10.2 Furthermore, this choice of law regarding the right to cancel does not apply to

consumers who are not nationals of a Member State of the European Union at the time

of concluding the contract and whose exclusive domicile and delivery address are

located outside of the European Union at the time of concluding the contract.



11) Place of Jurisdiction


If the Client is a businessman, a legal entity of public law, or a separate estate under

public law with its seat in the territory of the Federal Republic of Germany, the Seller’s

place of business shall be the sole place of jurisdiction for all legal disputes arising from

this contract. If the Client is domiciled outside the territory of the Federal Republic of

Germany, the Seller’s place of business shall be the sole place of jurisdiction for all legal

disputes arising from this contract,provided that the contract or claims from the contract

can be assigned to the Client’s professional or commercial activities. In any event

however, regarding the aforementioned cases, the Seller is entitled to appeal to the

court which has jurisdiction over the area where the Client’s place of business is located.

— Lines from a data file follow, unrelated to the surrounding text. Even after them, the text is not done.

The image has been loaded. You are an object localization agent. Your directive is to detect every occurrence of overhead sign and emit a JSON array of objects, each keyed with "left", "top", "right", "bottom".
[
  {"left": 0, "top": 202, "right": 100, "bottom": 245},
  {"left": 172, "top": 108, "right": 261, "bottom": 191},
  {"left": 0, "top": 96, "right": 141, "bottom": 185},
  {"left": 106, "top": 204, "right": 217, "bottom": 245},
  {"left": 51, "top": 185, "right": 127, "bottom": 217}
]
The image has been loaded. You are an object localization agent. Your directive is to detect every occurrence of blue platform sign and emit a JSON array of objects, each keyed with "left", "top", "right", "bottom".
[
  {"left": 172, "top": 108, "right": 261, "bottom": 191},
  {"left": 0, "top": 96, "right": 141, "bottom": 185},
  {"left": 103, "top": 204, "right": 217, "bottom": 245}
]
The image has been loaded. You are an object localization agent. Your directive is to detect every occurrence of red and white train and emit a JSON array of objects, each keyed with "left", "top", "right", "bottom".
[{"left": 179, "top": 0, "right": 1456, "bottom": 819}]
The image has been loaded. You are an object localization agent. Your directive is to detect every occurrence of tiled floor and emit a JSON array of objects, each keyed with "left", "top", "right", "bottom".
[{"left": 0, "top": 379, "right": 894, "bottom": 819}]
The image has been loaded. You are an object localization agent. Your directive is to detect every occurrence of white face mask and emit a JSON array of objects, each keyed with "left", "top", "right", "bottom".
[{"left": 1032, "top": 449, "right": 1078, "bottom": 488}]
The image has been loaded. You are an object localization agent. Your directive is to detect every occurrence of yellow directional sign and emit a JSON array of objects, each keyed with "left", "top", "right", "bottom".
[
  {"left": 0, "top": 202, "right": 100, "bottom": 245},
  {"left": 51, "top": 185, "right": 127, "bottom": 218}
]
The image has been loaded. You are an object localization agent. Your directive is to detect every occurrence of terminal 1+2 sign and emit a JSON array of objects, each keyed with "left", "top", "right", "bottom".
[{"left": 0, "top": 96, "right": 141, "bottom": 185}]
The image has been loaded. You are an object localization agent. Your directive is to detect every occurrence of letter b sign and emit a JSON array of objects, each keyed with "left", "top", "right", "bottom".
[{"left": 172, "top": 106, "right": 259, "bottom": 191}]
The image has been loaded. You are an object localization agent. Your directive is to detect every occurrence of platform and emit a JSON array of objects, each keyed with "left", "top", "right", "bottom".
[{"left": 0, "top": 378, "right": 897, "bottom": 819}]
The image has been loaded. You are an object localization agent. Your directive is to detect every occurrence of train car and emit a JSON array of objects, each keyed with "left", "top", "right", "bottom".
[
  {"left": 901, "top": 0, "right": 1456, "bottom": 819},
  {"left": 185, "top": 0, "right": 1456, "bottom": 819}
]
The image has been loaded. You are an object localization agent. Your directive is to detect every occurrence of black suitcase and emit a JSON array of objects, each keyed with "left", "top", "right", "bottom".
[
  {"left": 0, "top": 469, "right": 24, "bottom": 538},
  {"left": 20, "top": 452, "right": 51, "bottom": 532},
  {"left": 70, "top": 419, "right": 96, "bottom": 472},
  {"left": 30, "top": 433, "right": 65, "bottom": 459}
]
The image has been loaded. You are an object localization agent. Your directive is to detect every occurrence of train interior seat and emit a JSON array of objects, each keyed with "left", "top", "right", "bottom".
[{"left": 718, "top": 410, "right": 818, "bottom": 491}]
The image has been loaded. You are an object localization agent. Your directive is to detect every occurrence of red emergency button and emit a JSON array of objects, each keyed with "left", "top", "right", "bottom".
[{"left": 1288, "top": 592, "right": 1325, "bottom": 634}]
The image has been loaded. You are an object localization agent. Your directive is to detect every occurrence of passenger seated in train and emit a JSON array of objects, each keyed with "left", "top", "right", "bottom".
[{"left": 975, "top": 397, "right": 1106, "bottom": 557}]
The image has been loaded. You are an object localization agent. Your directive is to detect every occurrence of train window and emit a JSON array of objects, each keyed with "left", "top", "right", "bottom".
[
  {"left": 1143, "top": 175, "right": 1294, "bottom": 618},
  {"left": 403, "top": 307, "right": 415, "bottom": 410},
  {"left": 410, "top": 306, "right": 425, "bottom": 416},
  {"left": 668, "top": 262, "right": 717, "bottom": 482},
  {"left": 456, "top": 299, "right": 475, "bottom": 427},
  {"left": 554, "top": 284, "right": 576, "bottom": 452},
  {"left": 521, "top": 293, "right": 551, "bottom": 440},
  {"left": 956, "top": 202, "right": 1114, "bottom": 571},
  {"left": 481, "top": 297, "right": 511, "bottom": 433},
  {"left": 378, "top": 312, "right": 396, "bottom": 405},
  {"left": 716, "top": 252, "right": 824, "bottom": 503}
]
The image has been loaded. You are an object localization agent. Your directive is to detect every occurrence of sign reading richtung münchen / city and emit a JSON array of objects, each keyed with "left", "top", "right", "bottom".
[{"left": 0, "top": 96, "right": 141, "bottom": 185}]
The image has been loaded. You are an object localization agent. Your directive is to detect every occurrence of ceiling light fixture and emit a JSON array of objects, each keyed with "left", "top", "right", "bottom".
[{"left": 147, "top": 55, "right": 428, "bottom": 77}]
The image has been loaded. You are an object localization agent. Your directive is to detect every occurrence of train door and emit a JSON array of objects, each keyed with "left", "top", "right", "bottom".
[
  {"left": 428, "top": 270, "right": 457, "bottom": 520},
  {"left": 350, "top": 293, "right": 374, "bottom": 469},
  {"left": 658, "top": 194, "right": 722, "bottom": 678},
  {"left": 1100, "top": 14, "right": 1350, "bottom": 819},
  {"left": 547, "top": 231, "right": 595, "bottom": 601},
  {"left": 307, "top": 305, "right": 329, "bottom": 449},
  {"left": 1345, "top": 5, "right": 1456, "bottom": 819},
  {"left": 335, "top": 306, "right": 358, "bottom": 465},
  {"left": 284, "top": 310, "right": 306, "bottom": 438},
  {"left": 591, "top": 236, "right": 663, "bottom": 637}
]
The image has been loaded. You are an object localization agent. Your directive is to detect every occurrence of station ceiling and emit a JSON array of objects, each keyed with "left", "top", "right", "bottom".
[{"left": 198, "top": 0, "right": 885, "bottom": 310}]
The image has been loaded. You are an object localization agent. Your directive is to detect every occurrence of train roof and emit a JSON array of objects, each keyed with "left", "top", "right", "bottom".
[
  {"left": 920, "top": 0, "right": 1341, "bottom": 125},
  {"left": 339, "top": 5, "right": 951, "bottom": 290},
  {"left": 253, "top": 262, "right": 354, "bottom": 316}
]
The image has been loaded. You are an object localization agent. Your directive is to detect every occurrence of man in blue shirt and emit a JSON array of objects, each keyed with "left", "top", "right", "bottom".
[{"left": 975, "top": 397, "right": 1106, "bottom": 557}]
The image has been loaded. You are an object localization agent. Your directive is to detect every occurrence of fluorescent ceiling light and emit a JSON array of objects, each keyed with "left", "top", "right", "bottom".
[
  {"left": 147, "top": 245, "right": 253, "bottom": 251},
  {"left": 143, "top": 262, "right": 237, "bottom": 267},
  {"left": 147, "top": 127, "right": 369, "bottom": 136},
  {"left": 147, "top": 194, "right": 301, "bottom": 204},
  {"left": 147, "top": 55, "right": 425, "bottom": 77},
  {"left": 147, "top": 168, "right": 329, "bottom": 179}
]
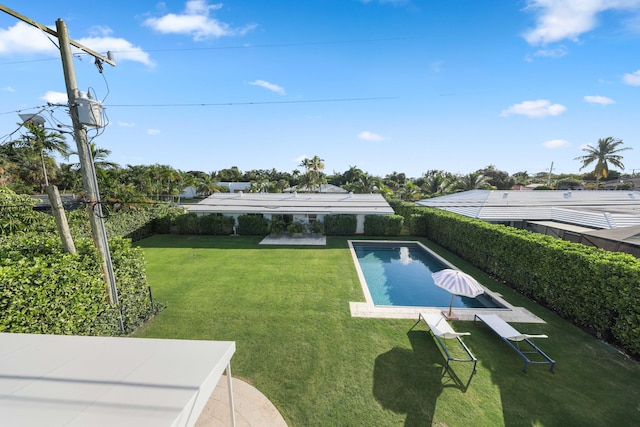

12) Alternative Dispute Resolution


12.1 The EU Commission provides on its website the following link to the ODR platform:

https://ec.europa.eu/consumers/odr.

This platform shall be a point of entry for out-of-court resolutions of disputes arising

from online sales and service contracts concluded between consumers and traders.


12.2 The Seller is neither obliged nor prepared to attend a dispute settlement procedure

before an alternative dispute resolution entity.